Steel was ripped, bricks crumbled, dust flew and even chalkboards weren’t spared from the wrath of a construction excavator performing the final demolition project at Trinity High School on Tuesday afternoon.
“When I first came out here, I started crying,” said Dickinson Catholic Schools President Steve Glasser as he drove by to watch the demolition late in the afternoon. “It puts some closure to everything we’ve been through in the past 14 months. Now it’s real.”
Demolition of the structure began shortly after lunchtime, said Eugene Smith, project superintendent for JE Dunn Construction.
He said Veit Construction, which is a subcontractor on the job, began chipping away at the building and segregating iron, aluminum, sheet metal and concrete.
“They pull the concrete and recycle everything,” Smith said.
The east wing was deemed unusable after a March 2014 fire.
An investigation is ongoing into the event that displaced Trinity students for the entire fourth quarter of the 2013-14 school year and led to the demolition of the east wing, library, main offices and commons area because of the damage’s significance.
Both Glasser and Rev. Kregg Hochhalter, the school’s dean and a former Trinity student, described a surreal feeling watching the demolition.
Hochhalter, whose office is near the area where the demolition was happening, said he listened to it much of the afternoon.
“Doors are closing physically, walls are coming down literally, but they’re going back up,” he said. “Unlike a year ago when we saw that machine in our yard, now we know that we’re going to build.”
Trinity is planning a summer groundbreaking for a new east wing on the spot, possibly as early as next month.

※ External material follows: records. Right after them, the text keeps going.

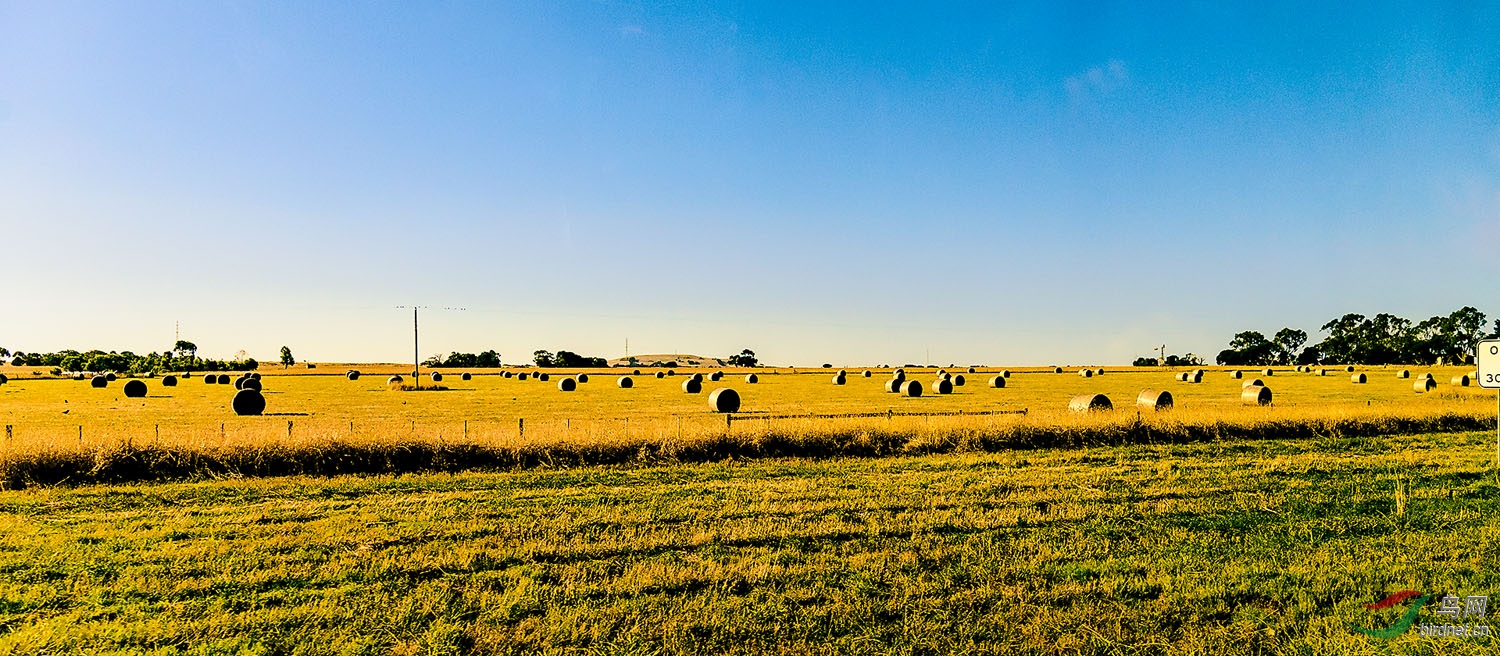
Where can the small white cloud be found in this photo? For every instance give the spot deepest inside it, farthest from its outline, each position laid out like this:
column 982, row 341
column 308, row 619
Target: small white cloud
column 1097, row 81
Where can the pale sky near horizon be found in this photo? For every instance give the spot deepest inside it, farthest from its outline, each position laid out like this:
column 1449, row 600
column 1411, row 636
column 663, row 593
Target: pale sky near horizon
column 836, row 182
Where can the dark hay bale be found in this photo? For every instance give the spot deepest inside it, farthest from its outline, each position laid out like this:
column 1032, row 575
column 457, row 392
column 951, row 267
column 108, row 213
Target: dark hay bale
column 1256, row 395
column 1089, row 404
column 248, row 401
column 723, row 400
column 912, row 389
column 1154, row 400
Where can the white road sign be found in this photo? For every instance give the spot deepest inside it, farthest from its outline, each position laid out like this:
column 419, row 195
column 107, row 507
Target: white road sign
column 1488, row 359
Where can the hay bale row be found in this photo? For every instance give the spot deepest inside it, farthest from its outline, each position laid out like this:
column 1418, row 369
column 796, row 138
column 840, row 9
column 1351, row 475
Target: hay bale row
column 1154, row 400
column 1091, row 404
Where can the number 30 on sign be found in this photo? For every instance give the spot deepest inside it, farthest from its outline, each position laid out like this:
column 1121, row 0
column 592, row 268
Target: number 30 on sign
column 1488, row 361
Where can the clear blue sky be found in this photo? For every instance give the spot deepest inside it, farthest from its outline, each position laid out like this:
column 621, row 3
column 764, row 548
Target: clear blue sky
column 848, row 183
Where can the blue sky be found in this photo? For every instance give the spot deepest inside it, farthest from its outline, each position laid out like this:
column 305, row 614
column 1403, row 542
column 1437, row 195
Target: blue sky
column 849, row 183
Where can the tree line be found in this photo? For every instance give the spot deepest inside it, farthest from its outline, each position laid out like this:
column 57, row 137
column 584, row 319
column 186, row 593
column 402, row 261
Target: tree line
column 1358, row 340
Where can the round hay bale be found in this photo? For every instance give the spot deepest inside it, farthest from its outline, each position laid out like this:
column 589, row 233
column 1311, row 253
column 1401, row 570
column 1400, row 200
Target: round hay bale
column 912, row 389
column 723, row 400
column 1154, row 400
column 248, row 401
column 1256, row 395
column 1089, row 404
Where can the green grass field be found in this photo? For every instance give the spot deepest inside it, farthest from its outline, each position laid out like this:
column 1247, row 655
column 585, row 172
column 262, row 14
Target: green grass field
column 1247, row 547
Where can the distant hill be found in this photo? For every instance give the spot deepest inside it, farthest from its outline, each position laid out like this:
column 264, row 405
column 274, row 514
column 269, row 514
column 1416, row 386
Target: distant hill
column 683, row 359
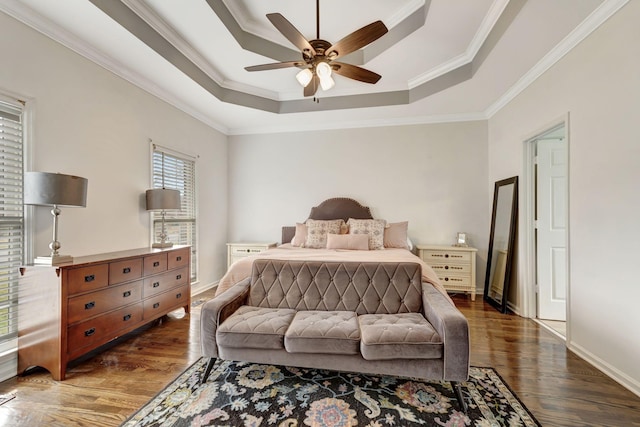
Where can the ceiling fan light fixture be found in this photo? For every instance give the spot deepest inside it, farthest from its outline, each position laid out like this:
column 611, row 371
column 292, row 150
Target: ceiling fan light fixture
column 323, row 70
column 327, row 83
column 304, row 77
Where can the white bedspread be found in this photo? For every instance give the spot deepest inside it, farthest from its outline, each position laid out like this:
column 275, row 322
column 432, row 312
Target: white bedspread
column 241, row 269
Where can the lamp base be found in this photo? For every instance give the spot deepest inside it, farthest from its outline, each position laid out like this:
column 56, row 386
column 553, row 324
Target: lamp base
column 53, row 260
column 162, row 245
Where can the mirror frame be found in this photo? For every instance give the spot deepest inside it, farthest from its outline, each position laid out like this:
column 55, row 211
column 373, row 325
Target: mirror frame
column 513, row 218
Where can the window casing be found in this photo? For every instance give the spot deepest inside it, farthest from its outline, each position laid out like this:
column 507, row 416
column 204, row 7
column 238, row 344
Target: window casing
column 12, row 234
column 177, row 171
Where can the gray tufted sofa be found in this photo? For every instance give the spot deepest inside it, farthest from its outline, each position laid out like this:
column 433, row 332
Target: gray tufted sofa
column 374, row 318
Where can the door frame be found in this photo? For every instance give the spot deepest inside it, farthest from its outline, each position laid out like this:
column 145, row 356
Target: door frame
column 527, row 244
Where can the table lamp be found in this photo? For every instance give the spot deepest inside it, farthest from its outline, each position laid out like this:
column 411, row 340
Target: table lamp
column 54, row 189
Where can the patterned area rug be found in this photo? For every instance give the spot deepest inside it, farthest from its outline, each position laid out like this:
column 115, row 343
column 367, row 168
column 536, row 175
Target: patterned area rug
column 249, row 394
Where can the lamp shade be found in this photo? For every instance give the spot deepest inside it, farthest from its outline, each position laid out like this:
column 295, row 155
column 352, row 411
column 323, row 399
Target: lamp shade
column 49, row 189
column 163, row 199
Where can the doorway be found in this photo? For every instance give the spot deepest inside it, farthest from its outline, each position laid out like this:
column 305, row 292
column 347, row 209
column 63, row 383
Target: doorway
column 549, row 201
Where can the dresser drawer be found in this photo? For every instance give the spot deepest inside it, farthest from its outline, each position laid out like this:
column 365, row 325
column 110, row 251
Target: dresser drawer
column 154, row 264
column 163, row 282
column 178, row 258
column 124, row 271
column 85, row 279
column 450, row 256
column 160, row 304
column 101, row 329
column 95, row 303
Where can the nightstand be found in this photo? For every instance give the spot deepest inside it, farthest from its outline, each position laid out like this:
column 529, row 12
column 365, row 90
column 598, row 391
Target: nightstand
column 235, row 251
column 454, row 265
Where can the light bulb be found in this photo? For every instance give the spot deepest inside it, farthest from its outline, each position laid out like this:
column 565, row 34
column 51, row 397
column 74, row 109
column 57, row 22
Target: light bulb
column 323, row 70
column 304, row 77
column 327, row 83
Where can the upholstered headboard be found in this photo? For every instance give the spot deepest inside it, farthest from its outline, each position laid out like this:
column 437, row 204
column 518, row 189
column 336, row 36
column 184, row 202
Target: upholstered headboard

Gregg Grinsteinner drove past the construction on his way home from school, looked out his window and pointed to where the excavator was parked.
“That was my classroom for 21 years,” said Grinsteinner, a math teacher who is also the school’s athletic director and boys basketball coach.
Grinsteinner, like all Trinity teachers whose rooms were in the east wing, has spent the entire school year teaching in a portable building attached to the school’s west wing.
The demolition halted for about an hour Tuesday as crews encountered what they believed to be asbestos in an unexpected area. The substance was sent to Badlands Environmental Consultants in Bismarck for testing.
“We thought it was on the outside of the foundation because we encountered it in the demolition done last summer,” Smith said.
Other crews spent time Tuesday cutting a gap between the section of the high school that will remain from the part being demolished.
“They create an actual gap, so that when they bring it down, we don’t put any stress on the wall that stays,” Smith said.
Trinity seniors finish classes at the end of this week, and the rest of the school will dismiss for the summer at the end of next week. Glasser said he was told the demolition should be complete by then.
“It’s coming down, so we know we’re going to be rebuilding,” he said.